Он остановился и строго посмотрел мне в глаза:
— Это совсем не смешно. У меня хорошая скрипка и лучшая в мире женщина. Но я ненавижу общественный транспорт.
— Ага, товарищ-гражданин начинает проявлять замашки индивидуалиста!
— Именно. В детстве я не мог драться, чтобы не испортить руки, в юности мне запрещали думать не как все, а взрослому твердят о благоразумии… Я редко солировал, подчиняясь оркестру, я научился ходить с опущенными глазами и носить траурные костюмы — чтобы выжить в толпе. А толпа выбрасывала меня, как инородное тело. Я вылетел из консерватории, затем из филармонии, а теперь, очевидно, из рядов российских граждан. Но я родился индивидуалистом! И я владею сокровищем! Дикси! — Он с мольбой посмотрел на меня. — Теперь, с тобой, я не хочу больше прятаться! Не хочу возвращаться в толпу…
— Значит, мы направляемся на Опернплац? — пыталась я понять его замысел.

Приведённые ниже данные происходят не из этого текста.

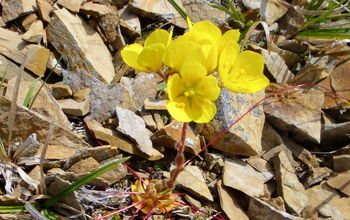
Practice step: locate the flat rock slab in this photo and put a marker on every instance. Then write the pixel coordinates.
(296, 110)
(80, 45)
(134, 127)
(244, 137)
(288, 185)
(240, 175)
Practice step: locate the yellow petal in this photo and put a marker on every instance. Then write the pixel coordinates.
(158, 36)
(130, 54)
(231, 35)
(175, 86)
(151, 57)
(227, 59)
(208, 28)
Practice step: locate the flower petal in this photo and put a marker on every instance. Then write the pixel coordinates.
(130, 54)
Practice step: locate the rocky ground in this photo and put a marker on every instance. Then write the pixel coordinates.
(286, 159)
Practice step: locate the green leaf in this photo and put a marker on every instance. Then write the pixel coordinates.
(79, 183)
(30, 91)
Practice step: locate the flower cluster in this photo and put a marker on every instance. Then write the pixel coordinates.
(190, 59)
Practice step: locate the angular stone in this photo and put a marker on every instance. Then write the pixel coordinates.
(341, 182)
(289, 187)
(60, 90)
(260, 210)
(56, 152)
(240, 175)
(73, 6)
(118, 140)
(103, 98)
(158, 10)
(244, 137)
(80, 45)
(73, 108)
(13, 9)
(295, 110)
(13, 47)
(39, 124)
(170, 135)
(275, 65)
(134, 127)
(44, 103)
(231, 202)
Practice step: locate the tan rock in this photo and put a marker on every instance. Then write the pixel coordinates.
(60, 90)
(94, 9)
(37, 56)
(73, 108)
(73, 6)
(244, 137)
(289, 187)
(44, 103)
(118, 140)
(231, 202)
(158, 10)
(14, 9)
(170, 135)
(295, 110)
(240, 175)
(80, 45)
(44, 9)
(56, 152)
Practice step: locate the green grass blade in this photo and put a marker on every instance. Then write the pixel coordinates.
(37, 93)
(180, 10)
(30, 91)
(79, 183)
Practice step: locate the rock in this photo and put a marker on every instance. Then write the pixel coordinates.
(11, 42)
(74, 108)
(60, 90)
(73, 6)
(44, 103)
(56, 152)
(277, 69)
(200, 11)
(134, 127)
(81, 95)
(240, 175)
(260, 210)
(158, 10)
(152, 104)
(295, 110)
(44, 9)
(231, 202)
(341, 163)
(94, 9)
(341, 182)
(80, 45)
(103, 98)
(170, 135)
(13, 9)
(244, 137)
(289, 187)
(35, 33)
(143, 86)
(189, 182)
(118, 140)
(28, 122)
(129, 22)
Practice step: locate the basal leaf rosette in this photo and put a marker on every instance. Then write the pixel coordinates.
(148, 58)
(241, 72)
(191, 94)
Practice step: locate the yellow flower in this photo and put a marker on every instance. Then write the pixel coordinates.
(241, 72)
(191, 95)
(148, 58)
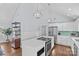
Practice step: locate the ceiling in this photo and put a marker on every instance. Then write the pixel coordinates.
(60, 12)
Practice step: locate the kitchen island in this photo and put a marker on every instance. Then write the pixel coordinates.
(31, 47)
(70, 41)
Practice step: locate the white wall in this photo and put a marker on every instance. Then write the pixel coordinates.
(6, 13)
(29, 24)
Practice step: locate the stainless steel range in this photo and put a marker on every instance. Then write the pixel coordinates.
(47, 45)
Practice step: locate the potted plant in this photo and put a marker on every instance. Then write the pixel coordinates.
(7, 32)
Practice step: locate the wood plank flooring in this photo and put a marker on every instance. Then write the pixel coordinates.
(9, 51)
(58, 50)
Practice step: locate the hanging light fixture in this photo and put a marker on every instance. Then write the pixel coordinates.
(37, 13)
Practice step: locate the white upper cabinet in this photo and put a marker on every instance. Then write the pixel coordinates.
(59, 25)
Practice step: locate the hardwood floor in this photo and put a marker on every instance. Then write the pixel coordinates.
(58, 50)
(9, 51)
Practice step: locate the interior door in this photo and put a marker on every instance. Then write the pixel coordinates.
(53, 31)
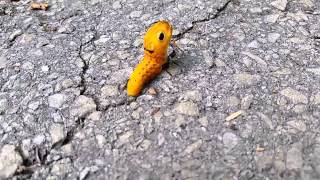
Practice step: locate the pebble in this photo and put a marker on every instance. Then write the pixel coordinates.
(161, 139)
(39, 139)
(57, 100)
(256, 58)
(280, 4)
(266, 119)
(95, 116)
(123, 138)
(271, 18)
(273, 37)
(230, 140)
(232, 101)
(9, 161)
(244, 79)
(135, 14)
(296, 126)
(208, 58)
(294, 95)
(315, 71)
(246, 102)
(294, 158)
(315, 99)
(109, 90)
(83, 106)
(193, 95)
(116, 5)
(57, 133)
(15, 34)
(192, 147)
(264, 162)
(203, 121)
(101, 140)
(45, 68)
(3, 62)
(187, 108)
(145, 145)
(3, 105)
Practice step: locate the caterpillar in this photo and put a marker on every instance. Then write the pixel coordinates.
(156, 42)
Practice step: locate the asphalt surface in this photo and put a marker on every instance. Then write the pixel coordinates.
(240, 100)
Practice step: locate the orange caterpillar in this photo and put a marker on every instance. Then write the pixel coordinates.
(156, 42)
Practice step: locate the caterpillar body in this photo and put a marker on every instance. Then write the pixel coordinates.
(156, 43)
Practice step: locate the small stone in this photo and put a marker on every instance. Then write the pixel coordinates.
(3, 105)
(264, 162)
(109, 90)
(294, 95)
(15, 34)
(232, 101)
(152, 91)
(179, 120)
(260, 61)
(34, 105)
(95, 116)
(125, 137)
(145, 145)
(266, 119)
(116, 5)
(208, 58)
(187, 108)
(192, 147)
(83, 106)
(273, 37)
(193, 95)
(3, 62)
(101, 140)
(244, 78)
(27, 66)
(161, 139)
(203, 121)
(39, 139)
(272, 18)
(296, 126)
(10, 160)
(230, 140)
(84, 173)
(57, 100)
(315, 99)
(45, 68)
(135, 14)
(103, 40)
(234, 115)
(135, 114)
(280, 4)
(246, 102)
(67, 83)
(57, 133)
(308, 3)
(315, 71)
(253, 44)
(294, 158)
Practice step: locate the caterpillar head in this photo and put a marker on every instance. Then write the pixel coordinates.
(157, 38)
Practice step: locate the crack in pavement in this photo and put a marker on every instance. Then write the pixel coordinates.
(209, 18)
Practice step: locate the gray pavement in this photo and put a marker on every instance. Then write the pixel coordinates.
(240, 102)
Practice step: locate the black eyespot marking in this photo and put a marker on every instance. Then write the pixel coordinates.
(161, 36)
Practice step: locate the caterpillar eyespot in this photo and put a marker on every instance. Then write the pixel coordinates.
(156, 42)
(161, 36)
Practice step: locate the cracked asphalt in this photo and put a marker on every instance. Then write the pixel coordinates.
(240, 100)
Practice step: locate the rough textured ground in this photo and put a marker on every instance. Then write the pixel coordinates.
(64, 112)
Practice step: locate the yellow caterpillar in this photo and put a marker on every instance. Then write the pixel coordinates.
(156, 42)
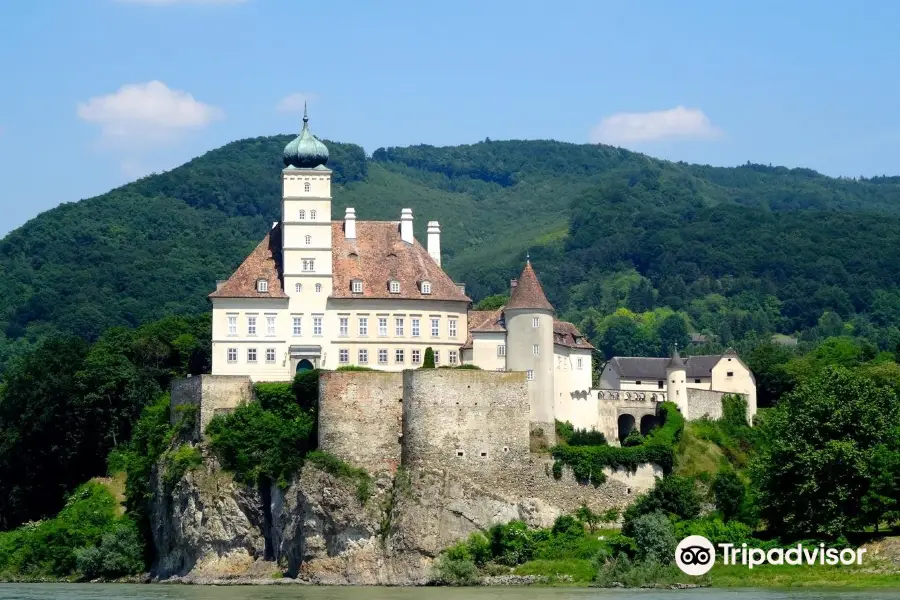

— Да. Там рядом на витрине крутился выставочный «мерседес»…
— Все ясно. Хороший выбор. Ты удачно спятил, Микки. Надежно, буржуазно, основательно.
…В фирменном магазине «Мерседес» нас встретили как долгожданных гостей. Ничего, что господин выглядел недостаточно респектабельно. Главное — особый блеск в глазах, предвещающий немедленную сумасбродную покупку. Майкл прямиком ринулся к демонстрационному стенду, на котором кокетливо поворачивался двухместный кабриолет.